Rhodri James rhodri at wildebst.demon.co.uk
Tue Dec 8 20:42:53 EST 2009


On Tue, 08 Dec 2009 04:28:05 -0000, geremy condra <debatem1 at gmail.com>  
wrote:

> On Mon, Dec 7, 2009 at 6:28 PM, M.-A. Lemburg <mal at egenix.com> wrote:

>> I wasn't thinking of anything clever :-) ...
>>
>> g = Graph(
>>      [Node("a"), Node("b"), Node("c")],
>>      [Edge(Node("a"), Node("b"), "ab"),
>>       Edge(Node("a"), Node("c"), "ac"),
>>       Edge(Node("b"), Node("c"), "bc"),
>>      ])
>>
>> The main motivation here is to get lists, sets and dicts
>> play nice together.
>
> Generally, we've tried to discourage people from instantiating
> nodes and edges directly, in favor of having them controlled
> through the graph.

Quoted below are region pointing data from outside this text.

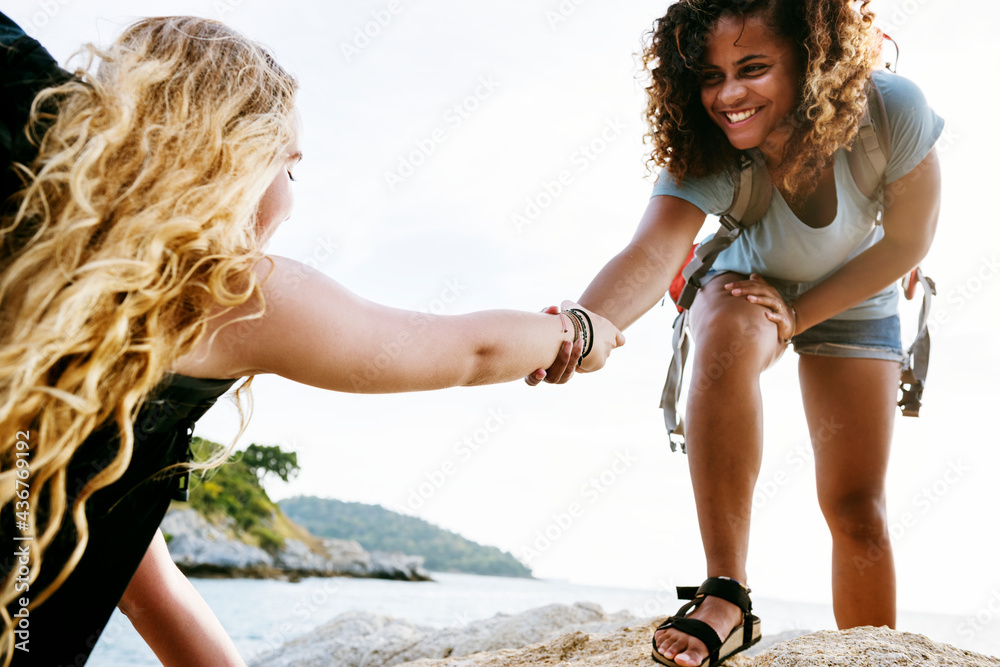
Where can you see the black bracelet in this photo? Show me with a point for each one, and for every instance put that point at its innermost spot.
(588, 341)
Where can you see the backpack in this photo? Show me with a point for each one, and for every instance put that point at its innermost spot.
(25, 69)
(868, 159)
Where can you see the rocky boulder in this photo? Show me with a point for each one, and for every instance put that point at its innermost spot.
(631, 646)
(360, 638)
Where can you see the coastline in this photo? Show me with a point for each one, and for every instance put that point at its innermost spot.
(262, 615)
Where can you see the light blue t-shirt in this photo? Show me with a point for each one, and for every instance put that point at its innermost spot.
(786, 250)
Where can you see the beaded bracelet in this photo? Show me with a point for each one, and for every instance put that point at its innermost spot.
(588, 336)
(579, 330)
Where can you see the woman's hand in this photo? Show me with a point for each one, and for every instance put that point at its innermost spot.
(563, 367)
(606, 338)
(757, 290)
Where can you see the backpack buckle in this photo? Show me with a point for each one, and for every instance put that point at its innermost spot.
(729, 222)
(913, 392)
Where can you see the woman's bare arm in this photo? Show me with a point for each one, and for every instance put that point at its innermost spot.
(637, 277)
(317, 332)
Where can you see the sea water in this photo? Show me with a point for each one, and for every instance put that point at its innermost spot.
(263, 614)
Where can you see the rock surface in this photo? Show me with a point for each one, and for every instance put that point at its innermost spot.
(361, 638)
(584, 636)
(631, 646)
(202, 549)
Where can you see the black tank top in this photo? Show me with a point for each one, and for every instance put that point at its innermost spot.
(122, 519)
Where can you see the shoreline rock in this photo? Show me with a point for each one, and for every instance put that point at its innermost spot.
(201, 549)
(585, 636)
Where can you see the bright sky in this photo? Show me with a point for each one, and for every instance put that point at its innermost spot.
(476, 108)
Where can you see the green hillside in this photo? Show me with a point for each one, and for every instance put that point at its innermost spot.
(379, 529)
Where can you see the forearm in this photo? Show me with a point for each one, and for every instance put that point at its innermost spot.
(501, 345)
(172, 618)
(630, 284)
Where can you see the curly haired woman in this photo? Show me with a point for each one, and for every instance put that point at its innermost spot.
(784, 80)
(135, 291)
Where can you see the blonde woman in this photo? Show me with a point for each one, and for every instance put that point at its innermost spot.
(134, 292)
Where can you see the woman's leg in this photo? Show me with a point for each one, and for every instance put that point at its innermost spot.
(850, 406)
(734, 343)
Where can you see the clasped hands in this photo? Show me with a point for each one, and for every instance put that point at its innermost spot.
(606, 338)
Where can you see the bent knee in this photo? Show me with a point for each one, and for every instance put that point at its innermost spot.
(860, 516)
(724, 323)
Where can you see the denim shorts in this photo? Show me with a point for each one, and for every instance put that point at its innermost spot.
(865, 339)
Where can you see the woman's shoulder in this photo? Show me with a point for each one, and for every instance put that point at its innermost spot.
(712, 193)
(914, 127)
(899, 92)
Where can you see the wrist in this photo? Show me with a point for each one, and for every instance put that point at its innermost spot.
(794, 313)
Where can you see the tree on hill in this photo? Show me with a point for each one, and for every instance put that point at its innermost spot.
(264, 459)
(379, 529)
(234, 489)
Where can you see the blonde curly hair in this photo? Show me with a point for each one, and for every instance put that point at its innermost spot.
(137, 217)
(837, 48)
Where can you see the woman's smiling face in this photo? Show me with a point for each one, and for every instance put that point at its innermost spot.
(750, 83)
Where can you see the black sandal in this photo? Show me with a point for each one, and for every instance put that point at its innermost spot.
(742, 636)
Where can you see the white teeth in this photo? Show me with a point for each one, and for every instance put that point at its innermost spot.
(742, 115)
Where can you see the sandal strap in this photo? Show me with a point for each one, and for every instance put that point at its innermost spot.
(698, 629)
(720, 587)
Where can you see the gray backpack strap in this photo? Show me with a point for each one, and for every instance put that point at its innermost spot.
(869, 159)
(918, 356)
(751, 198)
(675, 377)
(872, 148)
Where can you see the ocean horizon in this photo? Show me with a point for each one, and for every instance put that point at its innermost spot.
(261, 615)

Maybe something along the lines of:
>
> g = Graph(nodes=['a', 'b', 'c'], edges=[('a', 'b'), ('a', 'c'), ('b',  
> 'c')])
>
> ?

That works fine for simple cases like this, but starts getting unpleasant  
if you want to initialise with attributes.  Under those circumstances  
using Node and Edge explicitly is much cleaner.  The only extra I'd  
suggest is allowing is_directed as a keyword argument, so you can set the  
default for all edges if you want to.

g = Graph(
     nodes=[Node("a", colour="red"),
            Node("b", colour="white"),
            Node("c", colour="blue")],
     edges=[Edge("a", "b", "ab", weight=2),
            Edge("a", "c", "ac", is_directed=True),
            Edge("b", "c", "bc", style="dotted")],
     is_directed=True)

I could see a use for this tracking a database structure using a constant  
graph, hence all set up in one go for preference.